3GPP creates standards in "Releases," each of which is a set of specifications at one point in time that make up the entirety of LTE. Based on the work of the 3GPP standards team, public safety users were declared the top business opportunity for 3GPP SA in Release 12. In Release 12, the standards team successfully created a base level direct mode (the ability for users to communicate directly without using a network), along with advancing group communications to a point where it could serve as a suitable platform for public safety.
In Release 13, the strategy shifted to begin the creation of Mission Critical Push to Talk over LTE (MCPTT) standards. The intent behind this effort is to ultimately create an LTE based service that provides equivalent or better capabilities than public safety’s current Land Mobile Radio (LMR) systems. Once again, public safety was named a priority for 3GPP SA, and the Radio Access Network (RAN) in 3GPP also made creating standards for public safety a priority.
As part of the work in Release 13, our standards team continued to expand the capabilities created in Release 12 with the evolution of both the direct mode and group communications standards.

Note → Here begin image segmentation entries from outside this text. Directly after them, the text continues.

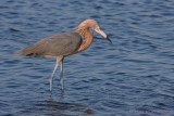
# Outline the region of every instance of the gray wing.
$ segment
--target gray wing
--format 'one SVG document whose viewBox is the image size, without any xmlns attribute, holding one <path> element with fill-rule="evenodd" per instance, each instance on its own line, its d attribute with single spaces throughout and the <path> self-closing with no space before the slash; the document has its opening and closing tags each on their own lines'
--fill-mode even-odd
<svg viewBox="0 0 174 116">
<path fill-rule="evenodd" d="M 82 43 L 80 35 L 76 33 L 61 33 L 45 38 L 15 53 L 29 56 L 55 57 L 74 53 Z"/>
</svg>

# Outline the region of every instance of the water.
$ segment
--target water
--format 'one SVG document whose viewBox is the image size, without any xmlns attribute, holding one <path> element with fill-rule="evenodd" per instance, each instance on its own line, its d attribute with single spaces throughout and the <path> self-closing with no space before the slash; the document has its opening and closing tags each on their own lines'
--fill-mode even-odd
<svg viewBox="0 0 174 116">
<path fill-rule="evenodd" d="M 113 44 L 95 33 L 64 60 L 64 93 L 55 78 L 49 98 L 55 60 L 12 53 L 86 18 Z M 173 0 L 1 0 L 0 115 L 174 116 L 173 44 Z"/>
</svg>

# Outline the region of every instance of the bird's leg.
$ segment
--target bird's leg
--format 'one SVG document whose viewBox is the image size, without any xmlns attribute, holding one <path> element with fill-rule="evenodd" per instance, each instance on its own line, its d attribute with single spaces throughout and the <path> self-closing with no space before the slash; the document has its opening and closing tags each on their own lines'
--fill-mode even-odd
<svg viewBox="0 0 174 116">
<path fill-rule="evenodd" d="M 54 76 L 54 74 L 55 74 L 55 72 L 57 72 L 58 66 L 59 66 L 59 62 L 57 61 L 55 67 L 54 67 L 53 72 L 52 72 L 52 74 L 51 74 L 51 77 L 50 77 L 50 91 L 52 91 L 53 76 Z"/>
<path fill-rule="evenodd" d="M 55 67 L 54 67 L 53 73 L 52 73 L 52 75 L 51 75 L 51 77 L 50 77 L 50 91 L 51 91 L 51 92 L 52 92 L 53 76 L 54 76 L 54 74 L 55 74 L 55 72 L 57 72 L 57 68 L 58 68 L 59 63 L 60 63 L 61 60 L 62 60 L 62 56 L 61 56 L 61 57 L 57 57 Z"/>
<path fill-rule="evenodd" d="M 63 90 L 63 59 L 60 61 L 60 65 L 61 65 L 61 75 L 60 75 L 60 81 L 61 81 L 61 87 Z"/>
</svg>

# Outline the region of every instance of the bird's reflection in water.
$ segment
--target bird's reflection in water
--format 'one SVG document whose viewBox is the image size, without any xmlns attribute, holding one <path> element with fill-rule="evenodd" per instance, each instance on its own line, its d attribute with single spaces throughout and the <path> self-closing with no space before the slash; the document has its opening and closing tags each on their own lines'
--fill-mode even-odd
<svg viewBox="0 0 174 116">
<path fill-rule="evenodd" d="M 35 104 L 35 111 L 41 111 L 44 115 L 48 116 L 84 116 L 92 115 L 92 111 L 88 106 L 78 104 L 78 103 L 67 103 L 63 101 L 64 91 L 61 91 L 59 94 L 58 101 L 53 100 L 52 96 L 48 101 L 40 101 Z"/>
<path fill-rule="evenodd" d="M 39 111 L 41 111 L 45 115 L 50 116 L 84 116 L 84 115 L 92 115 L 92 111 L 87 106 L 76 103 L 65 103 L 65 102 L 57 102 L 57 101 L 45 101 L 44 103 L 36 104 Z"/>
</svg>

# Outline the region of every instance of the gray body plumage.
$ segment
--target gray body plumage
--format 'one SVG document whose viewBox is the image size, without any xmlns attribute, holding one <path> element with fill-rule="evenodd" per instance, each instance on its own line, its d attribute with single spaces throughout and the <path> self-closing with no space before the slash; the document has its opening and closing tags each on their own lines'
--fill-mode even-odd
<svg viewBox="0 0 174 116">
<path fill-rule="evenodd" d="M 83 39 L 77 33 L 61 33 L 45 38 L 16 53 L 27 56 L 58 57 L 74 53 Z"/>
</svg>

However, initially, MCPTT proved to be a challenge, as there were three SDOs working on MCPTT standards at the same time: the Open Mobile Alliance (OMA), the European Telecommunications Standards Institute (ETSI), and the 3GPP. FirstNet suggested consolidating all of the MCPTT efforts into what it was pursuing in 3GPP, and ultimately this was the agreed approach taken by all of the public safety stakeholders in each group.
To facilitate the creation of MCPTT standards in 3GPP in a timeframe that would accommodate all of the varied interests, 3GPP created a new working group – SA6 (System and Service Aspects - Mission Critical Applications Working Group) – to specifically handle application architecture standards for mission critical services. This new working group would allow government stakeholders, namely United Kingdom, South Korea, France, Germany, Netherlands, Belgium, and the United States, to come up with a single consolidated standard for worldwide public safety broadband communications.
This work began in earnest in January of 2014, when all of the user expectations for MCPTT were documented in Stage 1 (Requirements). Stage 2 work (System Architecture Working Group) shifted to the new SA6 working group in January of 2015, when FirstNet staff led the initial creation of the study for MCPTT.
Recognizing the importance of standards to the NPSBN, FirstNet hired me as the Director of Standards in July 2015, and I immediately began leading FirstNet’s standards-development effort regarding the proposed NPSBN, in cooperation with Andrew Thiessen of the PSCR program. I look forward to continuing to draw support from Andrew and the PSCR Standards Team going forward.
Meantime, 3GPP continues to work feverishly to complete the Release 13 MCPTT standards by March of 2016. In our next blog about standards development activities, we plan to detail the progress achieved on Release 13 and provide more detail about the major components of MCPTT in this release.